Two or three times a week, I throw a bag in my microwave, and within a couple of minutes, I have a bowl of white, fluffy popcorn; a bit too salty perhaps, but who cares; I love it.
Yesterday's bowl of popcorn intrigued me. I began to examine the popped kernels, and a thought occurred to me: each kernel pops in its own unique way; and no matter how many times you make popcorn, you will never replicate the shapes or configurations of the pieces in exactly the same way. Trying to replicate a large bowl of popcorn in exactly the same configuration of each popped kernel is, in my opinion, and I am not naïve about mathematics, not just improbable, it is literally impossible.
One piece was quite interesting; it actually looked a bit like a tiny figure of a person. I let my imagination soar, and in a flight of fancy, I saw that popcorn transfigure into me. There I was, breathing, thinking, looking around and watching other pieces gradually transmute into various other familiar things. Soon I forgot I was pretending: I was looking at myself, marveling at the peculiar specialness of my very existence. Surely, I thought, I couldn't have happened as some random accident in an indifferent nature, like so many other random occurrences: I was too damn special! I was convinced that there had to have been some design, some architecture, behind the scheme of things, so finely tuned for such an infinitely unlikely event to have taken place.

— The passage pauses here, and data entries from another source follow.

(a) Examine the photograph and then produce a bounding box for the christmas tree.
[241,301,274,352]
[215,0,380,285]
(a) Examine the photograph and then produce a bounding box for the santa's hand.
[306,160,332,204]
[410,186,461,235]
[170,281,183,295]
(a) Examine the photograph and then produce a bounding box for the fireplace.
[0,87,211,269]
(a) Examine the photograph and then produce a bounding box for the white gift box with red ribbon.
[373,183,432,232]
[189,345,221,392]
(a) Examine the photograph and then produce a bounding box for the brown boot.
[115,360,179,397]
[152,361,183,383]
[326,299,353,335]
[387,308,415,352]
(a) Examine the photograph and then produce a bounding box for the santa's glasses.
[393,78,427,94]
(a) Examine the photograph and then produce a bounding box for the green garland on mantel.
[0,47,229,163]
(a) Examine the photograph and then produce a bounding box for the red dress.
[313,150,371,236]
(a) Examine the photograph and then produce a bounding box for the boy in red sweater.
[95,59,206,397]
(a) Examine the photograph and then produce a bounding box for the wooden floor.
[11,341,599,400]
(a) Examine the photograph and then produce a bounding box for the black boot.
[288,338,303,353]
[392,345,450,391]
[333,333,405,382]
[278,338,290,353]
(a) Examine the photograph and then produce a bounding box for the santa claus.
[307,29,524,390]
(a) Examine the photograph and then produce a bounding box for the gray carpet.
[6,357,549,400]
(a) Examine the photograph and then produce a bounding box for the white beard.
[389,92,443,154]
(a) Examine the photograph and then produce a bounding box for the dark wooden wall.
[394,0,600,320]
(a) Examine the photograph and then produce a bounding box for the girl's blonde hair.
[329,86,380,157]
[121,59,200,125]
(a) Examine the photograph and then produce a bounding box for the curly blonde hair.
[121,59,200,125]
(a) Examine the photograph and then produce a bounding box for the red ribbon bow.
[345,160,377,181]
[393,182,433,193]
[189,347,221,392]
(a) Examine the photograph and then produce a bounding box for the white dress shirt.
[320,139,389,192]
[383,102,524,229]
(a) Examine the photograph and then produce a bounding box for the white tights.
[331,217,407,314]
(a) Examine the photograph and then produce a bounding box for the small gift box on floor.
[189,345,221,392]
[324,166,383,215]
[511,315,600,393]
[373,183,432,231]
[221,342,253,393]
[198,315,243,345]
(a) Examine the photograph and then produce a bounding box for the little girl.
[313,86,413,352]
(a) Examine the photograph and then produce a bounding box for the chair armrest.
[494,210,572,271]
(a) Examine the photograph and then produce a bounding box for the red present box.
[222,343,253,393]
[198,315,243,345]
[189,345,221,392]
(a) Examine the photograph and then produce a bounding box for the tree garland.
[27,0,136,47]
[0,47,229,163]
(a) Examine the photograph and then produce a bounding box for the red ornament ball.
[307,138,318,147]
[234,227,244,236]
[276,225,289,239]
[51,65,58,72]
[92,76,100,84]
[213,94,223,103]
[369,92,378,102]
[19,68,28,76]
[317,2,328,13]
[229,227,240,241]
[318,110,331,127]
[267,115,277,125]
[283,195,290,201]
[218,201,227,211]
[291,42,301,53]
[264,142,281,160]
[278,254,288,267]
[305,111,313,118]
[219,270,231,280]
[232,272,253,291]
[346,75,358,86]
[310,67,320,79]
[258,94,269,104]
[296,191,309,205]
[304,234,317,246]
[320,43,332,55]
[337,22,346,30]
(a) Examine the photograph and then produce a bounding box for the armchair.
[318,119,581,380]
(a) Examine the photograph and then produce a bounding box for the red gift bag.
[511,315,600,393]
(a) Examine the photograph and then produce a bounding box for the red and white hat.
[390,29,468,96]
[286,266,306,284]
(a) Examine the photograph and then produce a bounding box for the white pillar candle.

But there was a nagging suspicion in my mind: Wouldn't in any other randomly popped batch of popcorn, if some of the popped kernels had the ability to think, have thought the same way as I was thinking! They would also have concluded that they were special creations whose improbable existence must have been the end result of a purposeful design by some master architect; some divine unknown!
Besides, I thought, when some event happens at random for the first time, thinking of the probability factor of it having happened is a mathematical mistake: It has already happened. But we can try to calculate the probability factor of events only when we assign a set of expected results, which would take the randomness out of the equation.
However, in spite of all that, I remained content, convinced of my unique existence and proud of my specialness! To rationalize that, I concluded that the designer/creator must be there, somewhere, even if invisible and untouchable by me. But another thought began to bother me: If everything has a designer/creator, then who or what designed the creator?! Simple, I thought; the original designer is the kind of designer that does not require its own designer: and that must be that; otherwise, the chain becomes endlessly long, which is unacceptable when everything has a beginning!
A sudden thunderclap brought me out of my hallucinatory excursion. I was back in the real world, but with a new perspective of the reality of our existence.
It was comforting to read in the Google News on my computer that astrophysicists now believe that the Andromeda galaxy is not going to collide with our Milky Way galaxy, which was originally predicted to happen in eight or ten billion years from now. So, with a sigh of relief, I decided to go to bed.